3. In concert with other processes, CRM has the potential to contain and reduce costs by reducing churn or turnover in an organisation’s customer base.
Chye & Gerry (2002) state that CRM initiatives usually seek to fulfil several objectives which include three broad objectives as follows:
1. Getting closer to the customer by utilising the data “hidden” in scattered enterprise
2. Transforming the organisation into a customer-centric organisation with a greater focus on customer profitability as compared to line profitability.
3. Cross selling possibilities, improved lead management, better customer response and improved customer loyalty.
Lin & Su (2003) state that in high quality hotel enterprises, application of CRM is a great opportunity to increase customer value and provides a way to systematically attract, acquire and retain customers.
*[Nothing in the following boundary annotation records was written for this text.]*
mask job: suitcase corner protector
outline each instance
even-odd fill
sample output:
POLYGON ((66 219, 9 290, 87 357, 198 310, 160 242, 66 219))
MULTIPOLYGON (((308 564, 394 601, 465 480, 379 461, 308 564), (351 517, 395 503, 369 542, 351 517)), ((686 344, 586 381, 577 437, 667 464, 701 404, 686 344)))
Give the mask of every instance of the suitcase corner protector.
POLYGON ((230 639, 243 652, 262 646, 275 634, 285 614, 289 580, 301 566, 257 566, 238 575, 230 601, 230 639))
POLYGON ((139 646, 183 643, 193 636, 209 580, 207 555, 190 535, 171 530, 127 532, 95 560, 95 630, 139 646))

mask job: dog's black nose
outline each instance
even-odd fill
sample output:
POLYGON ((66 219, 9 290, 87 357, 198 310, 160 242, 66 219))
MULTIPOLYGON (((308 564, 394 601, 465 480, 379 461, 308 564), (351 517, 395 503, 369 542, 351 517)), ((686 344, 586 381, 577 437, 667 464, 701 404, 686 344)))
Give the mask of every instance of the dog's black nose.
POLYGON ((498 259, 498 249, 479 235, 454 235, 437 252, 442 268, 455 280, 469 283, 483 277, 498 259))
In line with this Cuthbertson & Laine (2004 p. 303) state that CRM has the potential to help strengthen loyalty and build profitability, though it can be very expensive to implement. CRM techniques allow the retailer to focus on developing customer profitability, rather than aggregate profitability. This allows for a more targeted use of marketing and operational resources. Furthermore, loyal and profitable customer activity can be tracked to facilitate continually relevant retail development. Thus, CRM activities can be very effective in enhancing customer loyalty for profit.
Plakoyiannaki & Tzokas (2002) say that CRM serves to improve marketing efficiency and enhance mutual value for both parties involved. Gosney (2000) says CRM has the basic theme of enabling an organisation to become more customer-centric.
Crosby & Johnson (2002) state that CRM strategy depends on a top-down commitment to make deep and enduring customer relationships the organisation's top investment priority.
The result is a unique organisation differentiation based on relationship knowledge and strong, unbreakable bonds.
Hansotia (Hansotia, 2002) claims that CRM is the organisation's ability to leverage customer data creatively, effectively and efficiently to design and implement customer-focused strategies. De Torcy (2002) writes that CRM systems can reduce costs significantly, shorten the lead times and limit the number of phone enquires from customers. Langerak &
Verhoef (2003) state that a strategic orientation of CRM links to a strategy of customer intimacy centres on the customer. This orientation should lead to a customer driven organisation structure and culture. The aim of CRM is to develop customer relationships.
According to (Dyché, 2001) The real value of CRM is in its capability to track not only where customers are but also who they are in terms of their influence and decision-making clout.
Although explanations as to what CRM does are as varied as are the definition of what CRM is, the above summaries once again raise a variety of research questions the researcher needs to address in this thesis. Research issues arising from the above literature are as follows.
CRM Question 25: Does lifetime value impact on profitability at Unison?
CRM Question 26: What steps did Unison take to enhance customer service and improve satisfaction?
CRM Question 27: How did Unison work better to understand its customers and improve profitability?
CRM Question 28: How did Unison CRM work to build profitability through better understanding of customers?